Sonreí yo también y me besó los labios con ternura, acariciándome la cara, los brazos, todo el cuerpo. Volvió a besarme una y otra vez, con más pasión, con más deseo. Yo le correspondía y sentía que mi rabia se extinguía con los besos.

—Había empezado a perder la esperanza —susurró recorriendo mi cuello con su boca.

De nuevo frente a frente me taladró con sus ojos azul marino.

—Paula acaba de fallecer —le dije buscando su consuelo.

Nos miramos fijamente unos segundos y mis ojos se llenaron de lágrimas.

—Entremos en casa. —Con su brazo sobre mi hombro me ayudó a caminar.

Nos sentamos en el sofá y con mi cabeza sobre su pecho le hablé de mi relación con Paula.

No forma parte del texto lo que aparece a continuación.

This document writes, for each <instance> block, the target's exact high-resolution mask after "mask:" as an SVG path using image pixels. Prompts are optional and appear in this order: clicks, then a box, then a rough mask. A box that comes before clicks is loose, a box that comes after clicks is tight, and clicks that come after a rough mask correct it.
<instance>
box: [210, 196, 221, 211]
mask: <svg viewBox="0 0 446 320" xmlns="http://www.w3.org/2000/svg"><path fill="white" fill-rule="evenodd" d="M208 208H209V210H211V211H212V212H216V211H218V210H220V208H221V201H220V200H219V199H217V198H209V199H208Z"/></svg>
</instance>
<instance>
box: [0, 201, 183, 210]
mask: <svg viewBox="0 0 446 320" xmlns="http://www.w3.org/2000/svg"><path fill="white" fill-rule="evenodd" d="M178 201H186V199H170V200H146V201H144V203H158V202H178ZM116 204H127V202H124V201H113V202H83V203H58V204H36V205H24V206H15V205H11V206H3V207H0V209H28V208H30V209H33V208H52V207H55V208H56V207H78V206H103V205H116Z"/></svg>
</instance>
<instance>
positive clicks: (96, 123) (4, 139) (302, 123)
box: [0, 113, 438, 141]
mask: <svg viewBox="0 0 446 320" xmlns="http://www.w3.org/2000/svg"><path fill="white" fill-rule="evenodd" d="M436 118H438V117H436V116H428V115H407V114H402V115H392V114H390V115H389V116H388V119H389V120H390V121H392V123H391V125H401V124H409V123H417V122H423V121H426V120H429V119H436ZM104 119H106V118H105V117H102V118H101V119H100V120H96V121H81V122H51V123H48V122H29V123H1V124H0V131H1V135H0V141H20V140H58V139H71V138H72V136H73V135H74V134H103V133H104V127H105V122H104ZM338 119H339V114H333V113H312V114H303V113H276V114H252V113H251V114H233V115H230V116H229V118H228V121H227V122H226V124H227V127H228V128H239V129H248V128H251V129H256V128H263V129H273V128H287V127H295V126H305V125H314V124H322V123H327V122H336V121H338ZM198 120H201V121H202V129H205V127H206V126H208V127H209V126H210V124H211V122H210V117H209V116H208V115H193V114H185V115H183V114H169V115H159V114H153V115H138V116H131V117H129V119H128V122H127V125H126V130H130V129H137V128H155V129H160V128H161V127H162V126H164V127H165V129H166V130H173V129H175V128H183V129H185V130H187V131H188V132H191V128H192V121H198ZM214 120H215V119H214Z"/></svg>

Él sabía que nos apreciábamos, pero no tenía ni idea de la gran amistad que habíamos llegado a tener, de la paz que nos dábamos la una a la otra, del alivio que sentíamos cuando estábamos juntas, de lo reconfortantes que eran nuestras conversaciones. Le conté su deseo de que él y yo acabáramos juntos y cuántas veces había intentado convencerme de que le llamara, le hablé de lo triste que me sentía por que ella no pudiera ver que lo había hecho, como me había pedido.

—No te preocupes. Lo verá —dijo mientras levantaba mi cara con sus manos para besarme. Fue un beso largo, seguido de otro más largo y otro más. Me tumbó sobre el sofá, nos desnudamos e hicimos el amor con una pasión que yo no recordaba haber tenido nunca. Paula tenía razón, eso era lo que yo quería.

Alberto y yo fuimos juntos al entierro, como una pareja. Quería que fuera lo primero que Paula viera allí donde estuviera.